Riflettendo, in occasione della pubblicazione dei volumi di tipo storiografico e metodologico delle Opere complete, sulla sua lunghissima carriera, Ries riconosce così nei propri lavori del passato un percorso che lo ha condotto, passo dopo passo, a edificare quella che definisce un’«antropologia religiosa fondamentale», la cui peculiarità consiste nell’avere aperto un campo epistemologico nuovo, con regole e confini diversi rispetto a quelli della storia delle religioni. Centrale risulta, nel concetto riesiano di antropologia religiosa, il riferimento a una dimensione altra, trascendente e fondante. In realtà con questa impostazione Ries non si distacca dal suo maestro Eliade, secondo il quale soltanto l’alterità del sacro dava senso ai fenomeni religiosi e alla vita stessa dell’uomo: «se Dio non esiste, aveva dichiarato lo studioso rumeno in un’intervista, tutto è cenere».
Ma il discorso di Eliade, compiuto all’interno del dibattito storico-religioso, prestava il fianco alle critiche di chi vi riconosceva un approccio di natura teologica, e addirittura confessionale. Ries intende invece sottrarre le considerazioni sul trascendente come dimensione ineliminabile del religioso alle “regole del gioco” della storia delle religioni e inserirle in un altro campo epistemologico, che ritiene di avere dischiuso.
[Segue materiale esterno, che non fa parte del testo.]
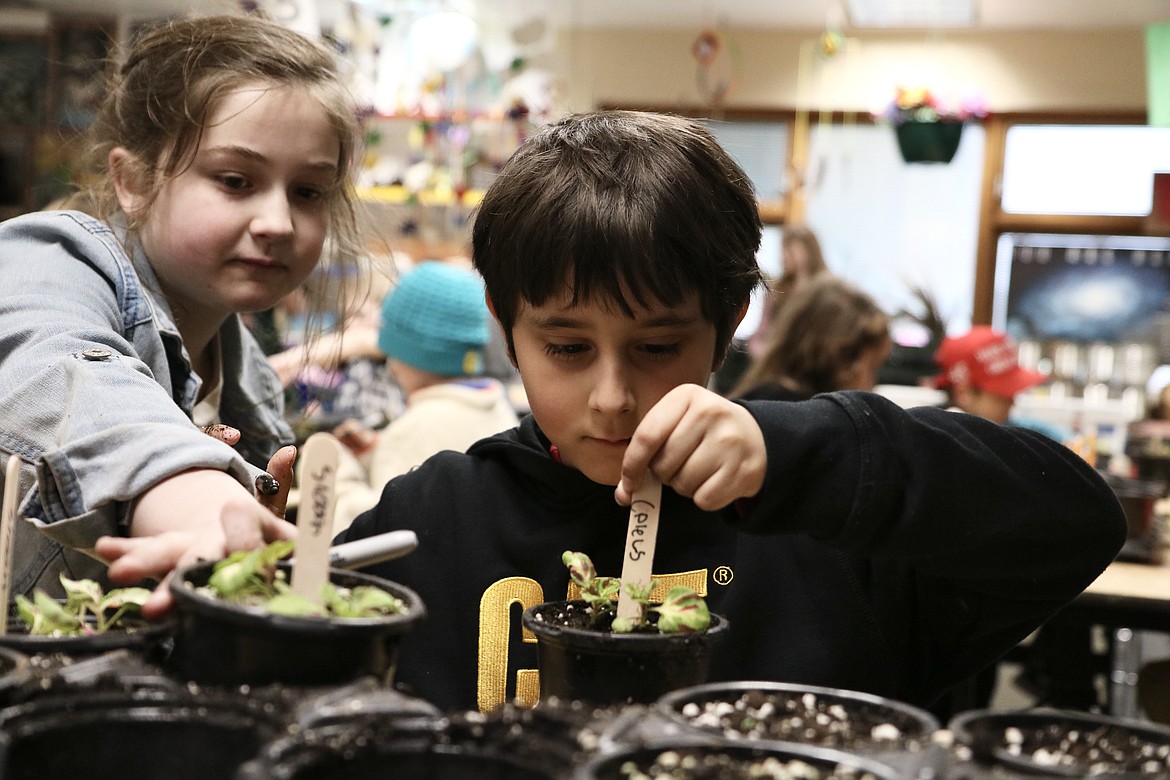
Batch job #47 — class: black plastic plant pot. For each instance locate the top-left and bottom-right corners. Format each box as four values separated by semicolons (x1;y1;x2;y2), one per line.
236;707;577;780
656;681;948;776
571;741;907;780
167;562;426;685
948;709;1170;778
0;647;33;706
0;609;174;663
0;691;283;780
658;681;938;750
523;601;729;705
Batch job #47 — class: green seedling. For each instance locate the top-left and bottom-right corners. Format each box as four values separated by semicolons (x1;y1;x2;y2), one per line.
560;550;711;634
199;539;406;617
14;577;150;636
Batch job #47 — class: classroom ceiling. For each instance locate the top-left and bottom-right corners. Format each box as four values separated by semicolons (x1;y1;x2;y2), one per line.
13;0;1170;30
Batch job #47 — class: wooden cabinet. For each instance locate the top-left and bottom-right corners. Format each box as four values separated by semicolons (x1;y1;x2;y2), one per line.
0;18;115;219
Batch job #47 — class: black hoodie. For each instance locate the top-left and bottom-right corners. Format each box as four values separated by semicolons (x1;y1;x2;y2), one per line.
338;392;1126;709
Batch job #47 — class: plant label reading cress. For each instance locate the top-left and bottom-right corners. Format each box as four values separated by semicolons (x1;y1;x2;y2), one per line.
618;472;662;619
291;433;340;605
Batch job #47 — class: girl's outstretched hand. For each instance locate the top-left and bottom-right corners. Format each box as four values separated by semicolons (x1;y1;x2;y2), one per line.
202;422;296;517
95;497;296;617
614;385;768;511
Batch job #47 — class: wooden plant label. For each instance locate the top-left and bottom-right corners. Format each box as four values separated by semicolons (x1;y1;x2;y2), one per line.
618;471;662;617
0;455;20;634
290;433;342;603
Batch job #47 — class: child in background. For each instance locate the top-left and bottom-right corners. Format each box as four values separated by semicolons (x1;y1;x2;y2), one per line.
935;325;1047;424
333;261;518;533
731;274;893;401
0;10;360;614
327;111;1126;710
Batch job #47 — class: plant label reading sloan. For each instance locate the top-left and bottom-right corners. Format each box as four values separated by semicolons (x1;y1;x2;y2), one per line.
291;434;340;603
618;472;662;617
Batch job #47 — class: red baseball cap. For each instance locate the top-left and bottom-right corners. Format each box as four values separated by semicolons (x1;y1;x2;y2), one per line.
935;325;1047;398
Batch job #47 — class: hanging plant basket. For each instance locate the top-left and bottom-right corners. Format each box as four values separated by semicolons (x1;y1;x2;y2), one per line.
894;122;963;163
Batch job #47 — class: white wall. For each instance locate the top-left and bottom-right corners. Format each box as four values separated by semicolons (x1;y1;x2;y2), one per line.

In questo modo, ripropone la possibilità di un dialogo più stretto e fruttuoso fra storia delle religioni e teologia, in quanto non tocca i presupposti dell’una e dell’altra disciplina, invitandole a incontrarsi su un altro terreno. Si tratta di un terreno nel quale si possono riformulare — e possono così ricevere nuova luce — anche questioni che si pongono in altri campi del sapere, come la filosofia, l’arte e perfino la politica.
Ries credeva fortemente al ruolo dell’antropologia religiosa come stimolo per un rinnovamento della cultura attuale e riteneva che la sua promozione fosse lo scopo principale della propria carriera di studioso. La storia delle religioni è nata proprio differenziandosi dalla teologia e mettendo fra parentesi l’esistenza di Dio, abbracciando un agnosticismo metodologico e talvolta giungendo fino a forme di ateismo programmatico. L’antropologia religiosa — proposta non come modo diverso di fare storia delle religioni o di definire una storia delle religioni ermeneuticamente orientata quale è quella eliadiana — come nuovo ambito disciplinare fornisce una riflessione sull’uomo e sul sacro nella quale le frontiere fra la disamina storica, la precisione filologica, la riflessione filosofica, i riferimenti teologici e i risvolti pratici e operativi vengono superate nella direzione di un sapere che risponda alle aspirazioni religiose dell’umanità, edificato sulla base di un riferimento a un Altro trascendente e fondante: una cultura che potrebbe essere tale soltanto “con Dio”, perché senza Dio l’uomo, secondo le parole di Eliade, «è cenere».